Creating a Life Free From Chaos

Compact Fluorescent Bulbs 101

At the top of the “going green” to-do list, you will almost always find “change your lightbulbs to CFLs.” But do you really know what makes a compact fluorescent bulb so special? Here’s a little primer on CFLs.

A compact fluorescent bulb (aka CFL) is an energy-efficient light bulb that has longer rated life and uses less electricity than standard incandescent bulbs. Modern CFLs typically have a life span of between 8,000 and 15,000 hours and last approximately 8 to 15 times longer than an equivalent incandescent on average, thus requiring that fewer bulbs be purchased. For a given light output, CFLs use between one fifth and one quarter of the power of an equivalent incandescent bulb. Two things affect people’s satisfaction with CFLs: the color of the light produced by the bulb and the amount of light produced.
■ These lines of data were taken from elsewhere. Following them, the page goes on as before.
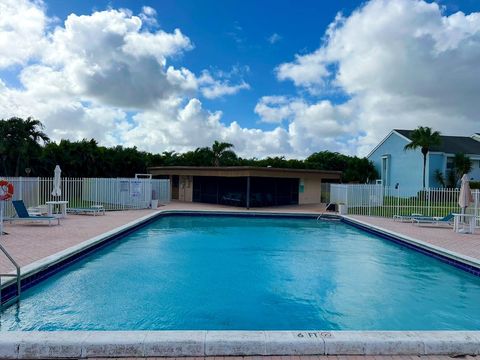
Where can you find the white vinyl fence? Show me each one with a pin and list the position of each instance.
(377, 200)
(112, 193)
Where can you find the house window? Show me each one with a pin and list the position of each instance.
(385, 170)
(449, 163)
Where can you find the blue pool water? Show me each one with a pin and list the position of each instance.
(249, 274)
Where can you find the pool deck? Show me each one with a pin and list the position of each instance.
(32, 245)
(306, 357)
(29, 243)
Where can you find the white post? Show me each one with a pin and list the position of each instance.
(1, 217)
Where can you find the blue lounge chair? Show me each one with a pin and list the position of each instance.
(435, 221)
(95, 210)
(23, 215)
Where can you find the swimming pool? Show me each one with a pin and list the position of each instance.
(244, 273)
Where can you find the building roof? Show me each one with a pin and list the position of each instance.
(241, 171)
(451, 144)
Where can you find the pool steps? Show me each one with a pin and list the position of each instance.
(118, 344)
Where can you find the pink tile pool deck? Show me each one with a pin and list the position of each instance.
(31, 244)
(444, 237)
(28, 243)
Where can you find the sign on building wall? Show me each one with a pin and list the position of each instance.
(135, 188)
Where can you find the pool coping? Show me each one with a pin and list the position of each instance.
(461, 261)
(86, 344)
(83, 344)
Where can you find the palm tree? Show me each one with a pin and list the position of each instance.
(462, 164)
(424, 138)
(220, 151)
(21, 138)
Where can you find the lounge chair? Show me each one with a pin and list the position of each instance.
(409, 218)
(435, 221)
(23, 215)
(95, 210)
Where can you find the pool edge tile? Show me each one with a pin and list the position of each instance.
(229, 343)
(294, 343)
(42, 345)
(174, 343)
(113, 344)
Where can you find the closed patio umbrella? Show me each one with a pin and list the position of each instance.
(466, 197)
(57, 189)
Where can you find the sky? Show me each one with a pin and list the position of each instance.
(274, 78)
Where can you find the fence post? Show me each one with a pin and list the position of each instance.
(428, 202)
(398, 199)
(20, 188)
(369, 200)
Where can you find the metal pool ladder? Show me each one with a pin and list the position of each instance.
(16, 275)
(329, 217)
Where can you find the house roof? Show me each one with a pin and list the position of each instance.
(451, 144)
(241, 171)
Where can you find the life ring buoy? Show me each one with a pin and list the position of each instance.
(6, 190)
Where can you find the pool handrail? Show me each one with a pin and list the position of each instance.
(17, 275)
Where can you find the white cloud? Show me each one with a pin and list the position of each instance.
(22, 27)
(179, 127)
(94, 70)
(402, 63)
(275, 109)
(212, 88)
(274, 38)
(107, 59)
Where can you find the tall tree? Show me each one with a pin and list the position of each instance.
(424, 138)
(20, 140)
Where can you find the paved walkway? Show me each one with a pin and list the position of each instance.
(307, 357)
(29, 242)
(466, 244)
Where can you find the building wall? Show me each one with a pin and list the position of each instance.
(185, 192)
(311, 191)
(435, 162)
(405, 167)
(475, 173)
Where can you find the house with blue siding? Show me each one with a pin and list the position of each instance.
(405, 167)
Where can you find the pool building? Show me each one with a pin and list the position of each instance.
(244, 185)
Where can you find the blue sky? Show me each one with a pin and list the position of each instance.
(273, 77)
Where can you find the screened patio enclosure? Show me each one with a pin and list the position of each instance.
(245, 186)
(263, 191)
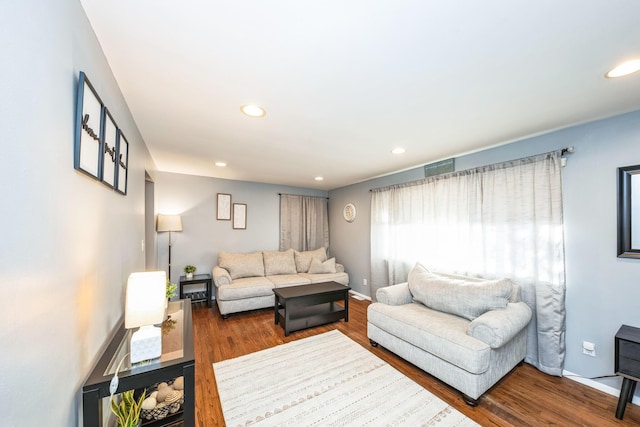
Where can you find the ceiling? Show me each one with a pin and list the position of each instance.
(344, 82)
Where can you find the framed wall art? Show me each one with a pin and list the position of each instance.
(88, 144)
(122, 163)
(224, 207)
(109, 152)
(239, 216)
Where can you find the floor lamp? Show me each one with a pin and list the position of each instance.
(169, 223)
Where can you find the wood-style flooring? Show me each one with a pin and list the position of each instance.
(525, 397)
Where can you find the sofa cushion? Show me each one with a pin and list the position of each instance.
(442, 334)
(318, 267)
(279, 262)
(248, 287)
(242, 265)
(468, 299)
(303, 259)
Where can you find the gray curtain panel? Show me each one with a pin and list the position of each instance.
(304, 222)
(502, 220)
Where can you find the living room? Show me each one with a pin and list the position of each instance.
(72, 243)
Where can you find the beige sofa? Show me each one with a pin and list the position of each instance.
(466, 331)
(246, 281)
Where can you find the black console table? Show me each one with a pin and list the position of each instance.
(177, 360)
(198, 295)
(627, 364)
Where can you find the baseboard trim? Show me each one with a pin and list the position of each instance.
(598, 386)
(358, 295)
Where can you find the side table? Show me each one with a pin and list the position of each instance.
(198, 295)
(627, 364)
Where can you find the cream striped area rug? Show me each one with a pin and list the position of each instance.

CFLs produce varying shades of white light.

  • “Warm white” or “soft white” (2700K-3000K) provides light similar to that of an incandescent bulb, somewhat yellow in appearance.
  • “White,” “bright white” or “medium white” (3500K) bulbs produce a yellow-ish white light, whiter than an incandescecnt bulb but still on the warm side.
  • “Cool white” (4100K) bulbs emit more of a pure white tone.
  • “Daylight” (5000K-6500K) is slightly bluish-white.
  • Red, green and pink bulbs are primarily for novelty purposes.
  • Yellow is well suited for outdoor lighting because it does not attract insects.

The K measurement denotes the correlated color temperature in Kelvins. Color temperature is a quantitative measurement — the higher the number, the cooler and bluer the shade.

To convert incandescent to fluorescent: take the incandescent watts and multiply by .25 to get a comparable fluorescent replacement.
Example: 60 watt incandescent x .25 = 15 watt CFL

Disposal notes: CFLs do contain a small amount of mercury. Find out if your community recycles CFLs or collects them with other household hazardous waste. If not, place used CFLs in a sealed plastic bag and place with your regular trash. If a CFL breaks, carefully sweep up the fragments (do not use your hands) and use a paper towel to wipe up any remaining glass shards. Do not use a vacuum. Ventilate the area to disperse any vapor that might have escaped the bulb. Place fragments in a sealed plastic bag and follow normal disposal instructions for your community.